Did Big Data Predict the Kenya Elections? The correlation between online searches and offline behaviour

By William Dekker

The Kenya General Election 2017 provided an opportunity to demonstrate that technology – in the prospect of big data – can be used to harness events in the human brain so as to make real life predictions.

By the simplest definition, an election is a mass decision making process of choosing (people to hold public office or some other positions) by voting. But further down, a political decision is a construct of an individual’s convictions, fears, uncertainties, hopes and resolutions that build up to the formal judgment on the ballot. All these can be harnessed digitally today, thanks to the continued growth of internet and its technologies.

Google Search Trends, a publicly available tool that indicates search patterns over a period of time, showed the search interest in the candidates contesting for different positions countrywide, and the top questions around these individuals or about the elections itself.

A little more than two years ago, Google made the Trends data available in real time. The vast amount of searches — trillions that take place every year — make Google Trends one of the world’s largest real time datasets. Examining what people search for provides a unique perspective on what they are currently interested in and curious about. In this case, it is safe to interpret that by searching for an individual, you are either interested in that individual or uncertain about a particular prospect to which you seek answers.

Into perspective; search trends for the period just preceding the polls, reveals the interest of Kenyans in different candidates and different political issues that filled the election period. In the sample cases below, we collated search results and indexed them to 100 (percent). After the elections we’ve compared these search results vis-à-vis the election results (as announced by IEBC) and found a stunning correlation. The sample cases delve into individuals and related positions that received substantially large search volumes.
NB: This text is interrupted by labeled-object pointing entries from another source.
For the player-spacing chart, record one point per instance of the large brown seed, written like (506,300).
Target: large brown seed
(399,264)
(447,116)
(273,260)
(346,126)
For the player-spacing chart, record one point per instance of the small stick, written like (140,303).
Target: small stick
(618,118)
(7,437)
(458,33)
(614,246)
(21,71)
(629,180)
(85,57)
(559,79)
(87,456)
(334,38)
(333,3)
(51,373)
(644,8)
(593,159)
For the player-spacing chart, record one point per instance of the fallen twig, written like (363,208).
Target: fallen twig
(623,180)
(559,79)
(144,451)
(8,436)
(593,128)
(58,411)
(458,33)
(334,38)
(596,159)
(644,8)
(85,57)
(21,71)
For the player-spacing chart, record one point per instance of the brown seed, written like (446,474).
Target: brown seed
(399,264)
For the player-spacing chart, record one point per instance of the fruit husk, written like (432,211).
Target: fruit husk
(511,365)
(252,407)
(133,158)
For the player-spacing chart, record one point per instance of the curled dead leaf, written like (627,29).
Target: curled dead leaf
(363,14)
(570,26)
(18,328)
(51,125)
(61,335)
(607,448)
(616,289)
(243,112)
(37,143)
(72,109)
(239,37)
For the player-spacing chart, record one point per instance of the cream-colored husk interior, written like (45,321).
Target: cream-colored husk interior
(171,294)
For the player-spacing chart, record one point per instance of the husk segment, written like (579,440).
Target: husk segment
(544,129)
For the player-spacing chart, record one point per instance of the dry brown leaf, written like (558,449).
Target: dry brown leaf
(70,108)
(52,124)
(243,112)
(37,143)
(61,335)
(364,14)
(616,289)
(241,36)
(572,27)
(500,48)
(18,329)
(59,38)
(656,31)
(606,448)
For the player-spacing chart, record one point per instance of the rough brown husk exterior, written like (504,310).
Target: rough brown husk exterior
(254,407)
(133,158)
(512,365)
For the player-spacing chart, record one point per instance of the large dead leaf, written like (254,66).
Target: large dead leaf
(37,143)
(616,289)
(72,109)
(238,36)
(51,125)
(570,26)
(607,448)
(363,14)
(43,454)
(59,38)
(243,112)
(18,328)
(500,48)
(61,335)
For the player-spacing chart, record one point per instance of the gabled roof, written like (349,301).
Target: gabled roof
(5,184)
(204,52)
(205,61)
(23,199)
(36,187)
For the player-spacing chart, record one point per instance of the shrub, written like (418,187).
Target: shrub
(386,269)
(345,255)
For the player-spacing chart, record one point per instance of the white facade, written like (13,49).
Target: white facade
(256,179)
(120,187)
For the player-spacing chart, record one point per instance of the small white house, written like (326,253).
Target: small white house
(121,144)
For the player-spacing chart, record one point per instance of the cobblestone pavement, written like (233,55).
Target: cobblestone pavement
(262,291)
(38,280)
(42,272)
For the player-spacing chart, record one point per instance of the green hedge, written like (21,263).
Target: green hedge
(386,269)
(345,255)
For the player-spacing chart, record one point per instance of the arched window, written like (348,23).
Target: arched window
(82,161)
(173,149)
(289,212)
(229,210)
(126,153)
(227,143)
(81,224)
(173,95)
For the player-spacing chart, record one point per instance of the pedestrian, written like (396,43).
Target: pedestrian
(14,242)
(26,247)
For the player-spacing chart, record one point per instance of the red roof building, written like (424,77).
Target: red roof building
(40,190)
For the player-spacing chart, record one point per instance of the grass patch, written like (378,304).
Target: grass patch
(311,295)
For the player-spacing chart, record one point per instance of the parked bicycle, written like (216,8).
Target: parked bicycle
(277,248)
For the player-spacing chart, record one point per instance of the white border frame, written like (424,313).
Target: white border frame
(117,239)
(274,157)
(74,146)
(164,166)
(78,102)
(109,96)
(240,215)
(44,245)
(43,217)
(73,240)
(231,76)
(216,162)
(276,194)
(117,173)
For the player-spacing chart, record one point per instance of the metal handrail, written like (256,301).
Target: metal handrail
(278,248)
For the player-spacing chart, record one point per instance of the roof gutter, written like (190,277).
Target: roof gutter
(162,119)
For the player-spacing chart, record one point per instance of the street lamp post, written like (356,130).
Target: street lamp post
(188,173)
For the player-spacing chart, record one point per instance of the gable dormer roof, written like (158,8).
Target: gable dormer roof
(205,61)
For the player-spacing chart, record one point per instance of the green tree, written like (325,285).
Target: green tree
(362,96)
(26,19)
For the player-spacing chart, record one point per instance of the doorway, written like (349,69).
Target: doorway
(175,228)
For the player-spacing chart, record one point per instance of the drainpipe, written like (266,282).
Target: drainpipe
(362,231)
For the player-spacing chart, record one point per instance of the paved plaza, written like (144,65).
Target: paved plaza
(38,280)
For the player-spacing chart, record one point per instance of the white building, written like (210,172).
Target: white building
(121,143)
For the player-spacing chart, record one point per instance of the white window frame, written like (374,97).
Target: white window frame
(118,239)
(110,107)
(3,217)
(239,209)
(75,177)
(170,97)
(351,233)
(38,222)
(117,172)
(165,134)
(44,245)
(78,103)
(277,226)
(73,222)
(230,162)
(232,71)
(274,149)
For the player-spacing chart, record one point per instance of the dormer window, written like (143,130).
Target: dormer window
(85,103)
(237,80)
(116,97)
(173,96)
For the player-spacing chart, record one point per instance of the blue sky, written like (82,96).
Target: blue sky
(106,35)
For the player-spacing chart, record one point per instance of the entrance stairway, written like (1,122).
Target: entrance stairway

i. Nairobi County Women Rep Position

 

 

ii. Mombasa County Gubernatorial Position

 

iii. Kirinyaga County Gubernatorial Position

From the graphs above, the pre-election search results from Google were significantly reflected in the final election results (as given by the Independent Electoral & Boundaries Commission (IEBC). The small variances are reconciled by other factors. Key among them is the fact that there existed other candidates who were intentionally not factored in the initial search queries. In entirety, the search results in these sampled cases accurately ‘predicted’ the winners.

Trending Questions Vs Election Outcome

Apart from the search interest on the positions sampled above, questions around the election would be used to make conclusions around the presidential election.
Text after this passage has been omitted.